American President Joe Biden in an early phone call with Russian counterpart Vladimir Putin, shortly after his inauguration on January 20, said that he raised stern concerns about Navalny and human rights.

Last week, Biden held his first phone call with Saudi Arabia’s King Salman. Their conversation was said to be cordial with Biden valorizing the “strategic alliance” between the United States and Saudi kingdom.

Just as Biden was praising the Saudi monarchy, the U.S. intelligence services released a report which again confirmed that the king’s son and heir to the throne, Crown Prince Mohammed bin Salman, was directly implicated in the murder of journalist Jamal Khashoggi. This conclusion implicating the crown prince has already been reached by the UN special rapporteur Agnes Callamard, as well by Turkish intelligence, among others.

In 2018, Khashoggi was lured to the Saudi consulate in Istanbul where he was brutally murdered and his body carved up with a bone saw. The team of killers included close aides of the Saudi crown prince. The evidence convincingly points to the monarch’s complicity.

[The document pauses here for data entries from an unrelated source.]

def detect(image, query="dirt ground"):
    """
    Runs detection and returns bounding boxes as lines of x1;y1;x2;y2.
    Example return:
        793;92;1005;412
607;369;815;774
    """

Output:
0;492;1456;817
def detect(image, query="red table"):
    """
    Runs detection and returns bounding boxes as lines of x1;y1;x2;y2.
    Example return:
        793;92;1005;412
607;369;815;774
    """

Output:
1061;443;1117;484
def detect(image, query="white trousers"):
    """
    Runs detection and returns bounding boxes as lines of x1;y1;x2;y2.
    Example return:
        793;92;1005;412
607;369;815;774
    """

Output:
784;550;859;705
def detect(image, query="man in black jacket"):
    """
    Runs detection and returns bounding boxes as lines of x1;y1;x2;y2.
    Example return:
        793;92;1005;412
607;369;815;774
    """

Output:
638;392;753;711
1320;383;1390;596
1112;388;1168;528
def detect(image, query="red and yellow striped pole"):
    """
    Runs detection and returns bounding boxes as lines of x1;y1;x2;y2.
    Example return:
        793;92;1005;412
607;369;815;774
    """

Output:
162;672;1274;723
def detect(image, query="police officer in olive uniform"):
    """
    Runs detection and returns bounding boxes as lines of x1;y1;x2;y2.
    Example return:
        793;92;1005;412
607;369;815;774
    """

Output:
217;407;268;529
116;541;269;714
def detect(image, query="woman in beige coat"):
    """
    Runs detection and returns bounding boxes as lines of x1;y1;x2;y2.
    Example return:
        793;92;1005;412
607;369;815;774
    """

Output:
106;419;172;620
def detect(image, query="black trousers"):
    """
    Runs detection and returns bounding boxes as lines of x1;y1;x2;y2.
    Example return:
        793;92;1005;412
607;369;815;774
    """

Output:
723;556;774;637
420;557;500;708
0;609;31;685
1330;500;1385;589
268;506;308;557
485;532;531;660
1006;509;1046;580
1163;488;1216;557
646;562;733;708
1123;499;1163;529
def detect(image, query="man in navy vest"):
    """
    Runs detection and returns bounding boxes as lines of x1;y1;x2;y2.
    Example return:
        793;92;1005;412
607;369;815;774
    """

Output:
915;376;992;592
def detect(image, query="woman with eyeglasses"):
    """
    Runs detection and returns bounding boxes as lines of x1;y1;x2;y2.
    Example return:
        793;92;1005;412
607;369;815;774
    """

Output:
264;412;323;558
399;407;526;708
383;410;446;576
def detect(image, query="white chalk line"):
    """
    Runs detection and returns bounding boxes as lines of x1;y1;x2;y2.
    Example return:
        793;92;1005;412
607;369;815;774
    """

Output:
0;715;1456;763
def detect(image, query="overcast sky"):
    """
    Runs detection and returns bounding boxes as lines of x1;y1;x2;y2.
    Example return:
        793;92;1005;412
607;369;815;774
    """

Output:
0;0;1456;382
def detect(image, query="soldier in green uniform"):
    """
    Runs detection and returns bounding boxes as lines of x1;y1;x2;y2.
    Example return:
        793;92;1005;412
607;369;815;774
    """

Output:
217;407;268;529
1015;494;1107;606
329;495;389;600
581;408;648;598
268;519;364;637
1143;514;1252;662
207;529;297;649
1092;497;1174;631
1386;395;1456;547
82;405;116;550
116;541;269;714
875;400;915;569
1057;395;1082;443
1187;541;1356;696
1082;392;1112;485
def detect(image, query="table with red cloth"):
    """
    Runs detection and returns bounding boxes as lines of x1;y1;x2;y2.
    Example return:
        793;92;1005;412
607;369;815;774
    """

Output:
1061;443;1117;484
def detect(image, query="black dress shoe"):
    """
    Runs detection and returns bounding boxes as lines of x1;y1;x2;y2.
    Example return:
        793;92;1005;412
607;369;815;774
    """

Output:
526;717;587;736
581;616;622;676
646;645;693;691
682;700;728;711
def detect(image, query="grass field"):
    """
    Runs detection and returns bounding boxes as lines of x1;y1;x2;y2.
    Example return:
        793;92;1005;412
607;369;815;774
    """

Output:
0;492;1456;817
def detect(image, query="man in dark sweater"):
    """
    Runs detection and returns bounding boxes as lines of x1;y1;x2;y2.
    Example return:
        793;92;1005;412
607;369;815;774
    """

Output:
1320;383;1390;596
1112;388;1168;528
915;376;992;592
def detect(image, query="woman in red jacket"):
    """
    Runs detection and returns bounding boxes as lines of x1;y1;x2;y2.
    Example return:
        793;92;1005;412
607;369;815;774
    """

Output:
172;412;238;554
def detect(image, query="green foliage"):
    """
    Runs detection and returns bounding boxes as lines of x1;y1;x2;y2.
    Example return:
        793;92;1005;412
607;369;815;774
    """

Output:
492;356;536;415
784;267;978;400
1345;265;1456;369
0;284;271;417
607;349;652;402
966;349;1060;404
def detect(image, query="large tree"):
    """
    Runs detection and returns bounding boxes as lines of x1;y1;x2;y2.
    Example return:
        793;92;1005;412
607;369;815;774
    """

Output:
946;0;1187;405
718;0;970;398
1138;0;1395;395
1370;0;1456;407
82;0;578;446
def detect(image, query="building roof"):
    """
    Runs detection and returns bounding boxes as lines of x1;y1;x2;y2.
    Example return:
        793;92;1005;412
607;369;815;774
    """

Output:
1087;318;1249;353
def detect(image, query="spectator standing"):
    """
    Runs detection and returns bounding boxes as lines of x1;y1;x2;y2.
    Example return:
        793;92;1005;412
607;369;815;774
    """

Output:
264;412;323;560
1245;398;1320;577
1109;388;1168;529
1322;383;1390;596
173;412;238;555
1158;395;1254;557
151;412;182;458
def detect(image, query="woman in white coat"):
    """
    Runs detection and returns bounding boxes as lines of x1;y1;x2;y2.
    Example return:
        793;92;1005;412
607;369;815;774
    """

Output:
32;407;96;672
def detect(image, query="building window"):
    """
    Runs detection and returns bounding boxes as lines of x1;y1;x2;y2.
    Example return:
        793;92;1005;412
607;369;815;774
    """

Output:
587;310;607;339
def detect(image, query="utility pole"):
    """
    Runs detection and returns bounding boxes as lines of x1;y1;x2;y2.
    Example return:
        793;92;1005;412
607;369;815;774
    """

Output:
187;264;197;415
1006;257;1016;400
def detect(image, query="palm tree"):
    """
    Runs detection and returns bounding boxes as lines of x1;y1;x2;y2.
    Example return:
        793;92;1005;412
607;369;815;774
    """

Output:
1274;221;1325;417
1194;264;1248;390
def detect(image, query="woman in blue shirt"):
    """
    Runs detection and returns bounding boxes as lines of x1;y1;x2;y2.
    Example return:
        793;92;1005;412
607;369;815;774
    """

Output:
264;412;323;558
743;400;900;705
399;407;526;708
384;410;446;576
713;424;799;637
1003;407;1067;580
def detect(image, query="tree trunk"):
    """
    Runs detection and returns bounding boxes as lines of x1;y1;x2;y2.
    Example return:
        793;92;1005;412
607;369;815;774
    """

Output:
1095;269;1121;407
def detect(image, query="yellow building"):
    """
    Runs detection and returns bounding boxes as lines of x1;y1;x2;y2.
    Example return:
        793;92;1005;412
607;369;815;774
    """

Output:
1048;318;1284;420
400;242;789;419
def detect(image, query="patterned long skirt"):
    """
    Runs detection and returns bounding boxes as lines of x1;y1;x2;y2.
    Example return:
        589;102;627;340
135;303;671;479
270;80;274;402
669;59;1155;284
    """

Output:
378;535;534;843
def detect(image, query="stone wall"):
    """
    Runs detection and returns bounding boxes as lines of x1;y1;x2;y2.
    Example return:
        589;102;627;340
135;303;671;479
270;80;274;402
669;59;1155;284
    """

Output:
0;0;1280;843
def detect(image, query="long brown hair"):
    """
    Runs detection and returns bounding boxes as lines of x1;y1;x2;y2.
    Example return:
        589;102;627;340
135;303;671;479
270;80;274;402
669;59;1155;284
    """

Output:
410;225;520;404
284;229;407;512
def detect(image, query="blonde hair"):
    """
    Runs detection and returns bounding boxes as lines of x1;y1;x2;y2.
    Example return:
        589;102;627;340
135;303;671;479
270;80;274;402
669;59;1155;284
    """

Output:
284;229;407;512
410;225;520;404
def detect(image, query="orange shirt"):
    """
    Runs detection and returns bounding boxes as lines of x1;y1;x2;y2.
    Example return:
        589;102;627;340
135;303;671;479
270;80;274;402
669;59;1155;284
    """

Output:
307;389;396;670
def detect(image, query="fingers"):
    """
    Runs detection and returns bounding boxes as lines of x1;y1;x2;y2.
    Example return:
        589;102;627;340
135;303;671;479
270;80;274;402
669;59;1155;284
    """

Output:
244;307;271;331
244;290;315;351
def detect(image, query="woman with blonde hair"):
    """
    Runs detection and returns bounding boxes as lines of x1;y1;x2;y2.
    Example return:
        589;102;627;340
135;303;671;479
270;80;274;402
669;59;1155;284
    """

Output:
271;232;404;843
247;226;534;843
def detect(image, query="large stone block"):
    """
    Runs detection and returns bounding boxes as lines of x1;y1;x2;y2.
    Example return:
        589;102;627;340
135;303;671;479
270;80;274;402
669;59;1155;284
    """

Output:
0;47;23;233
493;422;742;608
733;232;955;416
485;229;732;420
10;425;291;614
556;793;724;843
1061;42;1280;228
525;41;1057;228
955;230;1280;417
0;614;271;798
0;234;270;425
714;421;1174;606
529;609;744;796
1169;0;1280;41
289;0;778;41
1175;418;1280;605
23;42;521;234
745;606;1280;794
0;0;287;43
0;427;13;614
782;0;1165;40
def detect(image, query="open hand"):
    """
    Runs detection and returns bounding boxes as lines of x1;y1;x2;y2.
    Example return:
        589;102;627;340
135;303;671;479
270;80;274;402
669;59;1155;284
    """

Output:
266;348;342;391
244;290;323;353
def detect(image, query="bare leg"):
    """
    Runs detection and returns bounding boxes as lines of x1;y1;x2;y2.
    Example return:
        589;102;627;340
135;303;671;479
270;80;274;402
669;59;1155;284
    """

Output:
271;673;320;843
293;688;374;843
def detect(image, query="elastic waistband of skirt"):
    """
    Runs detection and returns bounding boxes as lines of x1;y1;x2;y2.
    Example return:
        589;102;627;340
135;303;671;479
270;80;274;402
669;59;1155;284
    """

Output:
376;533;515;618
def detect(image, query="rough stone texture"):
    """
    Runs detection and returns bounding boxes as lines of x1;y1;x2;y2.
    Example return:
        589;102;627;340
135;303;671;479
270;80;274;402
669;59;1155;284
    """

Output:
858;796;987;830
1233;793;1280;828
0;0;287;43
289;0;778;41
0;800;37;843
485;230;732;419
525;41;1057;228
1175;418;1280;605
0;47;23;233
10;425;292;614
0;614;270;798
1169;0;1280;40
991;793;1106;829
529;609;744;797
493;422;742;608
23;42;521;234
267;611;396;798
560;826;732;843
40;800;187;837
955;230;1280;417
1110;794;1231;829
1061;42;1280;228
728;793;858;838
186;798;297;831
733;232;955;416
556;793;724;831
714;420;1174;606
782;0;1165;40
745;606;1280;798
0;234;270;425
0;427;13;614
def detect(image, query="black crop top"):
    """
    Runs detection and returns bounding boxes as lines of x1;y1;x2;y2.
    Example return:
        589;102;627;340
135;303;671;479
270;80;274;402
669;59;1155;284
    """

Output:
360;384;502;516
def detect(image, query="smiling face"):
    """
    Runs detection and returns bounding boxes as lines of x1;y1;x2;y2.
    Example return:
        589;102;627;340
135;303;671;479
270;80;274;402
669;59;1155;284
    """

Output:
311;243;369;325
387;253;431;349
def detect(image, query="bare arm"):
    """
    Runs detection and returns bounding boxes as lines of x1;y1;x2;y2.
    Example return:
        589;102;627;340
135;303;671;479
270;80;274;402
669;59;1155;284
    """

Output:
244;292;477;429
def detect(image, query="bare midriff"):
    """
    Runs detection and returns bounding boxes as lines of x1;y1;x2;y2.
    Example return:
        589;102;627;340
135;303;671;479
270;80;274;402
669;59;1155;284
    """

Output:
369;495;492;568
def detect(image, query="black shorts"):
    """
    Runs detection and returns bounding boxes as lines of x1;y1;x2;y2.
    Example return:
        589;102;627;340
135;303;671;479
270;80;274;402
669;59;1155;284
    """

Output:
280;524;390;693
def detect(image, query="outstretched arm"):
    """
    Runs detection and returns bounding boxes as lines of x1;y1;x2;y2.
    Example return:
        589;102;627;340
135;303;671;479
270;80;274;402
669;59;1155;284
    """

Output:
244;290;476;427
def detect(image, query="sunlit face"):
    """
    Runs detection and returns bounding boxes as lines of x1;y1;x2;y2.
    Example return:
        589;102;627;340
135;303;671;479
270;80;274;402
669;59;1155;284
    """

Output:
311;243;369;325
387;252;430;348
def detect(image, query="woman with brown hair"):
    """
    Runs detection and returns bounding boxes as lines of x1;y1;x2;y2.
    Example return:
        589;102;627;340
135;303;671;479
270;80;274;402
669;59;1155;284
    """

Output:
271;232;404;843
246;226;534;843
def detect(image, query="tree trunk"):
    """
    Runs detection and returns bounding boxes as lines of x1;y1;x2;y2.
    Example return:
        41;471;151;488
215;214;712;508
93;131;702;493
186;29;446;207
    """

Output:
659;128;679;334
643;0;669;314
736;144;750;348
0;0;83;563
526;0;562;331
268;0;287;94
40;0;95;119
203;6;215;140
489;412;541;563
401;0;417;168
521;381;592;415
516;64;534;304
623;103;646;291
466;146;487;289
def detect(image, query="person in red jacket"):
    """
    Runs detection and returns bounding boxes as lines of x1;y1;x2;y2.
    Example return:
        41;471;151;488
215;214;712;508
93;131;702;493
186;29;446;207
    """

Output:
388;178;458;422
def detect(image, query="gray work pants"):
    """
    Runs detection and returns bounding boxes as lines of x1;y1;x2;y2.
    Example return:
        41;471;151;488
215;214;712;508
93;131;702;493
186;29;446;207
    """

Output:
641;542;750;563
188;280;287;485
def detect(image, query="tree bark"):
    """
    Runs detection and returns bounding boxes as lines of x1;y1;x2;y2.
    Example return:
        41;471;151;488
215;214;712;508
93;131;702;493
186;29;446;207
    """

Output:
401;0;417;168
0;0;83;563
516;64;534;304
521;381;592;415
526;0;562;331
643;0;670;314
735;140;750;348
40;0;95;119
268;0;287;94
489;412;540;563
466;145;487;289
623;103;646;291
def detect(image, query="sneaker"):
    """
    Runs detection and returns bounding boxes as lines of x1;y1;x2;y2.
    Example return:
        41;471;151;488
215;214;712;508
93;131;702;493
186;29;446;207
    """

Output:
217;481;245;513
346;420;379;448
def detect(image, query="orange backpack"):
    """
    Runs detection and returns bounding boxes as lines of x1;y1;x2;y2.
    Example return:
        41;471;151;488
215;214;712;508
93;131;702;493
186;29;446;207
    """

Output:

Jamal Khashoggi was working as a journalist for the Washington Post. He had residence status in the United States and was well regarded by Washington-based think-tanks for his intelligent criticism of human rights abuses in Saudi Arabia.

Yet in his conversation with the Saudi King, it was reported that Biden did not bring up the case of Khashoggi, and only made vague, perfunctory mention of the many other human rights violations in the autocratic oil kingdom.

Along with Biden’s silence we can add that of the European Union. Soon after the Khashoggi murder, there were grumblings among some EU members to cut exports of weapons to Saudi Arabia. Today, the EU makes no such protests, having resumed lucrative business-as-usual. There are no calls for justice over the barbaric killing.

The difference between the U.S. and EU’s vociferous “concern” over the minor and dubious case of Navalny compared with their inaction over the glaring case of Jamal Khashoggi goes to show their rank hypocrisy and duplicity. The cynical, bankrupt basis for sanctioning Russia makes the Western states’ words and actions a triumph of absurdity over reason, and a reckless provocation.